米国では長年の間、鶏肉だけでなく豚肉や牛肉の生産業者が、抗生物質の使用に関して足並みをそろえてきました。
ところが、2014年にパデュー・ファームズの会長で創業者の孫にあたるジム・パデュー氏が、
記者会見で抗生物質の使用を中止すると宣言して、業界に衝撃を与えました。
しかも、過去7年以上抗生物質の使用を抑えるために取り組んできたとも明かしたのです。
(参考記事:「オープンソースな養鶏は可能か」)
メリーランド州に本社を置くパデューは、米国で4番目に大きな鶏肉会社で、年間90億羽の鶏を生産しています。
そのパデューの発表がきっかけで、業界の足並みは崩れました。
同社は一歩前に進み出て、これまでの流れを転換させると宣言したのです。
これが突破口となり、それから食品製造、小売、ファストフード企業が
次々に抗生物質の使用を減らしていくと発表しました。
コストコやウォルマート、マクドナルド、タコベル、サブウェイ、さらにはケンタッキーフライドチキンさえもです。
とは言うものの、米国をはじめ世界中で、鶏肉の細菌汚染はいまだに高い確率で発生しています。

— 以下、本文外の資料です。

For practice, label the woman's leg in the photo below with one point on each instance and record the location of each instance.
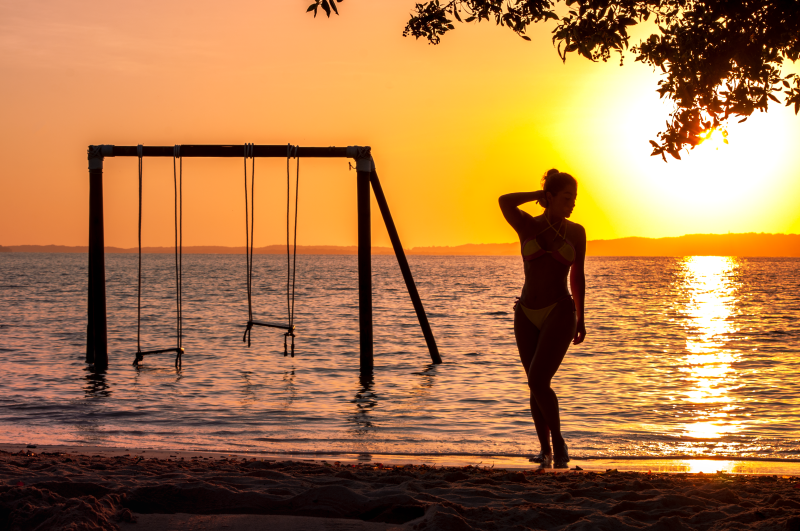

北欧やオランダなど、以前から抗生物質の使用を規制してきた国では、
動物や人間の間で耐性菌の発生率が下がっているので、
現在変化しつつある米国でも今後同じように感染リスクが減少していくことが期待されます。
(参考記事:「オランダが救う世界の飢餓」)
本の締めくくりに、消費者の力が食卓に変化を起こすことができると書いていますが、
特に低所得者にとって、安全な鶏肉が安く手に入るようになることはないのでしょうか。
そこが、いまだに大きな問題点として残っています。
富裕層だけが安全で良い肉を買うことができて、
低所得者は安くて危険な肉で我慢しなければならないという事態をどのようにして防ぐべきでしょうか。
その答えは私にもわかりませんが、今後取り組んでいかなければならない問題であることは確かです。
(参考記事:「米国、食事の質の格差が2倍に拡大」)
抗生物質をどのように用いるか、食用鶏をどのように育てるかといった問題は、
結局は消費者からの圧力にかかってくるでしょう。
少なくとも1999年から規制が設けられているヨーロッパと違って、
規制がほとんど存在しない米国の方で、より大きな動きがみられたのです。
パデューに倣って抗生物質の使用を制限すると発表した企業はいずれも、
規制があったからからそうしたのではありません。
その時、米国にはまだ規制がなかったのですから。
そうではなく、大手顧客からの強い要望に応えて動いたのです。
病院、学校、調理師団体、農家、そして子を持つ普通の親たちが、
これ以上質の悪い食品に金を払うのはごめんだといって、そろって声を上げた結果なのです。